Kumru kuşları sevgi kuşu olarak bilinir.Şarkısı bile var;
''Baharı bekleyen kumrular gibi,sende beni bekle sakın unutma...''
Yavrularını boğazlarından çıkan kursak sütü ile ağızdan ağıza besledikleri için belki sevgi kuşu adını almışlar.
Belki de eşlerinden ayrı yaşayamadıkları,hep çift olarak yaşadıkları için sevgi kuşu denilip,adlarına şarkı yazılmış, aşık çiftlere kumrular gibi,denilmiş.
Kimbilir.
Genelde yerleşik kuşlardan olan kumrular , ağaçları özellikle çam ağaçlarını tercih ederlermiş .Bildiğiniz kır kuşlarıymış aslında.Lakin bakın yukarıdaki manzaraya .Gördüğünüz gibi beton binalar arasında yeşillik yer bulamayınca , pencere kenarı, balkon ,panjurüstü, klima makinalarının arasında da gayet güzel yaşıyorlar. Zaten yayılmacı (istilacı)kuş türlerindenmiş kumrular. Eskiden yaşamadıkları yerlerde bile yaşar olmuşlar.

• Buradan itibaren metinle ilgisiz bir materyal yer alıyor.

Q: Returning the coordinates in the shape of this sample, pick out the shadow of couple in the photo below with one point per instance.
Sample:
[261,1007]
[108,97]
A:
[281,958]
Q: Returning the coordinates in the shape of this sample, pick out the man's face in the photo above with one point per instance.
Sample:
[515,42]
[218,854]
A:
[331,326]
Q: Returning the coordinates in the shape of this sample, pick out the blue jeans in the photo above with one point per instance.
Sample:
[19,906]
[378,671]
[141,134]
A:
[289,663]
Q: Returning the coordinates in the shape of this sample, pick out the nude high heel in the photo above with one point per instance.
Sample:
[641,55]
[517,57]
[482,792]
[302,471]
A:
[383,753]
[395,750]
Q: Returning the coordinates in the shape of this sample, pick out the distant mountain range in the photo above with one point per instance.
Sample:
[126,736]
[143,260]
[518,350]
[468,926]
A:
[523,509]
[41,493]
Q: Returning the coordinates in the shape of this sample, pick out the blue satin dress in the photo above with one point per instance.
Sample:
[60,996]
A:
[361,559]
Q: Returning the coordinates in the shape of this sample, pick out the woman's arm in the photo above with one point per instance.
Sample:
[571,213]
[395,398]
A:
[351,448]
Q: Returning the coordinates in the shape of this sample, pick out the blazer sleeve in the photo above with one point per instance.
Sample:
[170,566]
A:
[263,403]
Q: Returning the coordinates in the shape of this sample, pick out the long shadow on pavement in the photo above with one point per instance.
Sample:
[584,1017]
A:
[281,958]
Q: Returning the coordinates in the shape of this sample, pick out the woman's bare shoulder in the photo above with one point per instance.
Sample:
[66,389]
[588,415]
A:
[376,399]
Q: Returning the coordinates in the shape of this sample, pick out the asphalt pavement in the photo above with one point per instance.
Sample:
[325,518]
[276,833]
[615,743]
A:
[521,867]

Betonlaşmış şehir hayatında ,bize doğanın parçası olduğumuzu hatırlattıkları için seviyorum kumruları,
arada gelen güvercinleri,
cıvıl cıvıl ötüşen serçeleri,
acelesi var da bir yere yetişiyormuş gibi jet hızıyla geçen benekli sığırcıkları,
devamlı havada volta atan kocaman beyaz kanatlı martıları
ve hatta çirkin sesli kara kargaları.
İyi ki var İstanbul kuşları..
Gününüz aydın, haftanız kuş sesleri gibi cıvıl cıvıl olsun.